Leftists priding themselves somewhat as Bible scholars will no doubt respond that these statutory rigors are part of the Old Testament covenant. These provisions do not apply to the New Testament which is based upon forgiveness and love.
So is that really how religionists of a more progressive outlook want it? So in an exaggerated Jim Carrey mannerism, “ALLLLLRIGHTY then!!”
It follows that the parameters of God's fulfilled covenant are circumscribed by the portion of Scripture referred to as the New Testament. Those wanting to invoke its protections are just as obligated to abide by its regulations.
As such, Romans 13:4 says of the magistrate, “For he is a minister of God to thee for good. But if thou do that which is evil, be afraid; for he beareth not the sword in vain; for he is the minister of God, a revenger to execute wrath upon him that doeth evil” Therefore, if Chris Cuomo is going to admonish compliance with the whole counsel of God, shouldn't viewers expect to see the broadcaster deliver an exhortation urging those wanting entrance into the United States to comply with all duly enacted regulations and policies deemed necessary by the American people as enacted through their government as established by a ratified constitution?
In the conclusion of his remarks, Cuomo equated the migrant caravan at the border demanding entrance into the United States or threatening an undefined “or else” with the Holy Family. These two demographic quantities are nothing alike in terms of the responses to their respective circumstances.
For example, the most basic characteristic one cannot help but notice about the caravan is its incessant and forceful making of demands. For it was not the orderly way in which the throng went about filing petitions for entrance that prompted border enforcement personnel to respond with the strategic deployment of the compound colloquially referred to as “tear gas”.
The Holy Family, on the other hand, are not on the record in Scripture as to making any demand whatsoever. The account is not even clear as to whether or not they told anyone else of their plight.
In dramatic interpretations of the Gospel account more likely to give the kids more charismatic than those relegated to the role of shepherds but not quite the apple polisher of the lad usually selected to play Joseph, the innkeeper is made out to be a bigger equus africanus asinus than the one Mary is depicted as riding into Bethlehem on for sticking a pregnant woman in a barn. However, an innkeeper is not even mentioned in terms of explicit divine revelation.

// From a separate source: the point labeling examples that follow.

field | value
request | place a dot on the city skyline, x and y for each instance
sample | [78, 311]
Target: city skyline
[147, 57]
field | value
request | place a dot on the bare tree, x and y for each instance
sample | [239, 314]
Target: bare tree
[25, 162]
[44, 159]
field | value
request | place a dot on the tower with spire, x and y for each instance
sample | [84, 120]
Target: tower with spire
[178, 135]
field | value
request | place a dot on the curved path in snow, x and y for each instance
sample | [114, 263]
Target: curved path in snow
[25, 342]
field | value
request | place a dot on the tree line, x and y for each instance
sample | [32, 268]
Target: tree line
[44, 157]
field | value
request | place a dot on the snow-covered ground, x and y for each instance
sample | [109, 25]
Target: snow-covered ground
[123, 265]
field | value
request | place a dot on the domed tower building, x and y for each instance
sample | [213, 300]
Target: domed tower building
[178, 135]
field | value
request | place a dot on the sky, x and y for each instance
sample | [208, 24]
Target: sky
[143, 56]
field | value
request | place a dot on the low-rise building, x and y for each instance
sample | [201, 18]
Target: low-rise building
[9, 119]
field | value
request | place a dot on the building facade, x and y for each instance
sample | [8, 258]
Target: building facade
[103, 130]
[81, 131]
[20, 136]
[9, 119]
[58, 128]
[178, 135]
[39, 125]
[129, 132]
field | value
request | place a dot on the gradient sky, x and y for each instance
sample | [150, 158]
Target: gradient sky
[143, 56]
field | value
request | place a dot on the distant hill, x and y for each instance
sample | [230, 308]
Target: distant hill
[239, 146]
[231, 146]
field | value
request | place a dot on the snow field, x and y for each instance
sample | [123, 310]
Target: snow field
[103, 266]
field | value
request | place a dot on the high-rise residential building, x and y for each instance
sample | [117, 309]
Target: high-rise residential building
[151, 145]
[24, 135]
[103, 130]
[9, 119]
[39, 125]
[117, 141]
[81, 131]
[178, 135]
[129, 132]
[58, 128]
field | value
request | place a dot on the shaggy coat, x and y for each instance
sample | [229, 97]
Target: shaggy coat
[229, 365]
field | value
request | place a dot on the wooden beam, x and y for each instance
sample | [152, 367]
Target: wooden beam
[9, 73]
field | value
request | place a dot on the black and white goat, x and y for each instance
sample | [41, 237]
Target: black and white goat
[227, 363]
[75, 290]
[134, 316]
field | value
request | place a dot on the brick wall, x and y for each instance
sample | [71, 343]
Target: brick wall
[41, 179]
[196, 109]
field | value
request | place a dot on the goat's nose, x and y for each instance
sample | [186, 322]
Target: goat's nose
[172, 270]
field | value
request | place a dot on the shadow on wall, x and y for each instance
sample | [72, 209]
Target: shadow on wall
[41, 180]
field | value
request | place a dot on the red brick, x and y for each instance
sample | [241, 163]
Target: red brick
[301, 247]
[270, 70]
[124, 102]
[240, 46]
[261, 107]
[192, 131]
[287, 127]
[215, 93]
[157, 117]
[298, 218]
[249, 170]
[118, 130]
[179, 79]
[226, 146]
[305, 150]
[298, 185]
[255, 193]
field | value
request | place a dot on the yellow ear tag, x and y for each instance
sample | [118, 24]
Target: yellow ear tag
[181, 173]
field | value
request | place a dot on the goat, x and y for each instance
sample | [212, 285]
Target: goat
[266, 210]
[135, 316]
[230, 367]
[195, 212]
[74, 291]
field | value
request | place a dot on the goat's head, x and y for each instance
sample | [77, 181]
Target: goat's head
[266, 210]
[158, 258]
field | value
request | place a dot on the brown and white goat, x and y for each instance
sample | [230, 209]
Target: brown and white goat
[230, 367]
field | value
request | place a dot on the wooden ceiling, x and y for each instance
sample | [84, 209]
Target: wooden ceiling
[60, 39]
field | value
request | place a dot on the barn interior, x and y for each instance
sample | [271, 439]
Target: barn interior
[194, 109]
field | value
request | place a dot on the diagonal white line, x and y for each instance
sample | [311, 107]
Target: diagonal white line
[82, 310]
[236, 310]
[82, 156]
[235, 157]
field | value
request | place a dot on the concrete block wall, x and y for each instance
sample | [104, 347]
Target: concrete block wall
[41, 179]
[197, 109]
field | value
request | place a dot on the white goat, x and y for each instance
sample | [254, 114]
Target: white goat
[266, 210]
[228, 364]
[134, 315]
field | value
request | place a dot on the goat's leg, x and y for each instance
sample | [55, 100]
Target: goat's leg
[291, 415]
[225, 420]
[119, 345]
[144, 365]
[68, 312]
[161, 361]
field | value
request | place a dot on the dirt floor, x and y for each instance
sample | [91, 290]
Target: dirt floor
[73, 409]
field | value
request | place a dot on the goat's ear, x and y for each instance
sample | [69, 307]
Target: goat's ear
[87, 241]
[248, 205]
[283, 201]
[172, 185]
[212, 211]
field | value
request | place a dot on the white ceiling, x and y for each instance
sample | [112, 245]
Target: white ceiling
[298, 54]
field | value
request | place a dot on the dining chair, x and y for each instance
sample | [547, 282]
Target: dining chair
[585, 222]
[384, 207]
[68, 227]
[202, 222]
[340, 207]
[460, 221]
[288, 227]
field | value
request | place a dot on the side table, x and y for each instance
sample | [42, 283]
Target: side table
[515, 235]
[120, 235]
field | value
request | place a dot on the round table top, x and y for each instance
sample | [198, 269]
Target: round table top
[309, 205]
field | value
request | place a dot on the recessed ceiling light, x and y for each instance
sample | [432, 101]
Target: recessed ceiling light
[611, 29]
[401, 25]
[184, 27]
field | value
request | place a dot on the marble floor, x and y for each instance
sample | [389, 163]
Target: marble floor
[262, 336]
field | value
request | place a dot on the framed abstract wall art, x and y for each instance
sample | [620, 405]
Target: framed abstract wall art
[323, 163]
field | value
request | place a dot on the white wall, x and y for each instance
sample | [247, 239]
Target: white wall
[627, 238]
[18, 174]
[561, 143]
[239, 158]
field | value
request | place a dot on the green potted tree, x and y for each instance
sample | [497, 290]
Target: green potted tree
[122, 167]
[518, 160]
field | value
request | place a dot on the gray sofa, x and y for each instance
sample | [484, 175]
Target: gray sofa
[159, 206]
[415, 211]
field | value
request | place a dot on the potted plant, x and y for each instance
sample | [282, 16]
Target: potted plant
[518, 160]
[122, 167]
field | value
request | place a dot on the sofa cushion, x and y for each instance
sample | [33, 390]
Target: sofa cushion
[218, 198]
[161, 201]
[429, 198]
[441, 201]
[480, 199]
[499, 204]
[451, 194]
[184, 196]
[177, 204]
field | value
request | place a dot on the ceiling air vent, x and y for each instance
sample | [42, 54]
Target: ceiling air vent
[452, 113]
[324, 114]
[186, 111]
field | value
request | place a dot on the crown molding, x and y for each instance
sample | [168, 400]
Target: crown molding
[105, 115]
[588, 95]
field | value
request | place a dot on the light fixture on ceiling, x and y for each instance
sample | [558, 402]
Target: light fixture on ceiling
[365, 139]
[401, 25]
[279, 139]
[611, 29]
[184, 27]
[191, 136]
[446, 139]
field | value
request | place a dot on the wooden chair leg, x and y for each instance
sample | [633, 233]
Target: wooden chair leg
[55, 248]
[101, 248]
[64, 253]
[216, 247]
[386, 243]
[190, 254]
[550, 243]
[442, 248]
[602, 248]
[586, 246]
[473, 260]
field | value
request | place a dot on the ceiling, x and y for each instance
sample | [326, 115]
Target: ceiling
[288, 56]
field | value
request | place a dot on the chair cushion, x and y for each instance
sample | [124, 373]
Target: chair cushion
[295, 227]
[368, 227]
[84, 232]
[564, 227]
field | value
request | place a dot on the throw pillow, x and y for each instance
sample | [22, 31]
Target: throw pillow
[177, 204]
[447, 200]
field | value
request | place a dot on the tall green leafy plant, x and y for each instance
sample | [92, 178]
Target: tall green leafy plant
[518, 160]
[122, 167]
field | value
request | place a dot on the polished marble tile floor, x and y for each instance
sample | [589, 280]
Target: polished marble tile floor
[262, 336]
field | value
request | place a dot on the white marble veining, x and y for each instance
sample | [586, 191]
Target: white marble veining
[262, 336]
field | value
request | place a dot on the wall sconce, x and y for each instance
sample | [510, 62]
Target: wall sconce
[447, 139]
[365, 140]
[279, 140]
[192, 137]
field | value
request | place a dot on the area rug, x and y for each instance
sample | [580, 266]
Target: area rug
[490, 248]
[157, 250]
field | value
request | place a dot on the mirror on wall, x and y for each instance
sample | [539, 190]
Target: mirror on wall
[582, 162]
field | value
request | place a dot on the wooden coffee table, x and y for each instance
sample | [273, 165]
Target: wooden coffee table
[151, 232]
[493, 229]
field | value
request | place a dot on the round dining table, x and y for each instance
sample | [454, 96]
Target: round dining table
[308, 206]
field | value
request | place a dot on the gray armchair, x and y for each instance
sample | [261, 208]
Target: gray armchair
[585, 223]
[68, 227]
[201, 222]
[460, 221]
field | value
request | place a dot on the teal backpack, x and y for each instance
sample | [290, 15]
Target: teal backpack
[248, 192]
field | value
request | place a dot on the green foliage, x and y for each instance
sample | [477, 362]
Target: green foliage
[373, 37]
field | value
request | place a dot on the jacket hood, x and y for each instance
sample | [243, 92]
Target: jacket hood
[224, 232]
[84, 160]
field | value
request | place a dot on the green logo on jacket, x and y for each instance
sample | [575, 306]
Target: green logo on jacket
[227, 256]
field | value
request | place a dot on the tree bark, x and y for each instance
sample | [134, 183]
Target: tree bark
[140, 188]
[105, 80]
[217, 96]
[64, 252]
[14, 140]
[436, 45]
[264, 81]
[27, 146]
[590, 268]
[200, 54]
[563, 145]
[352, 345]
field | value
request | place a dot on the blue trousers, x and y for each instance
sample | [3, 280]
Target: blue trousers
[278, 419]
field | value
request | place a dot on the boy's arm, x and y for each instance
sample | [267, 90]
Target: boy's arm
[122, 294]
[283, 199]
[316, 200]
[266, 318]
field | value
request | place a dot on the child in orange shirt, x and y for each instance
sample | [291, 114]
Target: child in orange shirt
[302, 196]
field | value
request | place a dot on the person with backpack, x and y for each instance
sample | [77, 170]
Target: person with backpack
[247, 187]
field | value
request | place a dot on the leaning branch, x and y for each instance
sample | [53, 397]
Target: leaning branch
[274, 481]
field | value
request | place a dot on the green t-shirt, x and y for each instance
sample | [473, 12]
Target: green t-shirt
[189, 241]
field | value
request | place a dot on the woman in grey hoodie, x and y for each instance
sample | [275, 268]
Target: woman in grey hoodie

There is next to no background provided as to how it was that Mary and Joseph ended up in the stable. All theories speculating as to whether it was at the suggestion of the innkeeper because of Joseph's pleading or because the sanctified couple quickly dashed in for a modicum of privacy because Mary couldn't any longer keep the blessed event contained within her virgin womb with the alternative being not to lay down the head of the little Lord Jesus gently on the hay but rather letting the crown of glory plop onto the dusty streets of Palestine.
It can be stated with near certainty that Mary and Joseph acted nothing like the migrant horde amassing along the border with Mexico or even the typical hipster millennial mother that demands accolades and extravagant concessions for simply having procreated. At no time did Joseph hurl rocks at the inn, threatening to burst through the door uninvited. At no time did Mary demand that those within earshot alter their routines to accommodate the circumstances in which she found herself or provide her with a lactation room more extravagantly furnished than a five star resort.
As an inherently emotional season, many are prone to turn off for the holidays those defenses that usually protect the discerning from being taken advantage of during other times of year. However, it is in such moments that those bent on undermining both our heritage and our liberty are prone to be at perhaps their most deceptive.